O ponto a clarificar talvez seja a forma como se desenrola o processo de desenvolvimento do Ego. Pois “um ego forte é aquele que pode obter e movimentar de forma deliberada grandes somas de conteúdo consciente.” (Stein, 2000, p.27). Mas o Ego não nasce pronto, e talvez, biologicamente, estejamos um pouco longe de nossas expectativas perante como o processo poderia ser. O fato é que, hoje, em nossa fase atual da evolução como Homo Sapiens, o Ego é resistente e subdesenvolvido. E a forma pela qual ele se desenvolve é através de “colisões” com a realidade. “Por outras palavras, conflito, dificuldades, angústia, pena, sofrimento.” (Stein, 2000, p.34)

No início de nossas vidas, o Ego não está formado, e chegamos a esse mundo completamente frágeis e indefesos. Enquanto crescemos, nosso Ego também “cresce”, e como não temos recursos para lidar com a dor, sofremos traumas na pequena infância que nos acompanham pelo resto da vida. Fazendo uma analogia simplória seria como se na própria confecção de um bolo, jogássemos pimenta na massa. É obvio que o resultado final será de um bolo com “toques” de pimenta. E como resolver isso? Jogar o bolo fora e fazer um novo? Por essa razão é complicado o desenvolvimento e amadurecimento do Ego. Temos que mudar a própria base na qual ele fora moldado. E para tal, temos que acessar estruturas profundas que nos causaram dor. E então o Ego resiste. Mas ele resiste por uma boa causa. Uma de suas funções principais é a proteção. Ele resiste o acesso a tais estruturas com o intuito de nos proteger do sofrimento. Mas paradoxalmente é a própria resistência que causa o sofrimento desnecessário.

A pergunta crucial seria então: como diminuir a resistência do Ego, sendo que, paradoxalmente, é a própria função de proteção, que gera a resistência e faz com que soframos?

Chegamos ao ponto chave. Recurso. “O ego contém a nossa capacidade para dominar e manipular vastas somas de material dentro da consciência. É um poderoso ímã associativo e um agente organizacional. Uma vez que os humanos possuem tal força dentro do centro da consciência, eles estão aptos a integrar e dirigir grandes quantidades de dados.” (Stein, 2000, p. 27).
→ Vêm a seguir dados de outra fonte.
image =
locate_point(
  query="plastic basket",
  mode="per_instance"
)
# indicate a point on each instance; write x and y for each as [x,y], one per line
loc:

O Ego possui uma função analítica, a qual chamamos de inteligência, que nos diferencia de todos seres vivos da Terra. E a partir dessa qualidade, melhor ainda, virtude humana, podemos diferenciar a dor do sofrimento. Podemos nos diferenciar de padrões meramente instintivos (impulsos) e padrões emocionais (reativos). Pois somos seres que nascemos como Direito Divino do livre-arbítrio. “E disse Deus: Façamos o homem à nossa imagem, conforme a nossa semelhança; e domine sobre os peixes do mar, e sobre as aves dos céus, e sobre o gado, e sobre toda a terra, e sobre todo o réptil que se move sobre a terra. (Gênesis 1:26). Em suma, podemos organizar nossa psique, fazendo conteúdos inconsciente que nos “pegam na curva” em conteúdos conscientes e elaborados, alinhados com padrões que gerem felicidade e não mais sofrimento.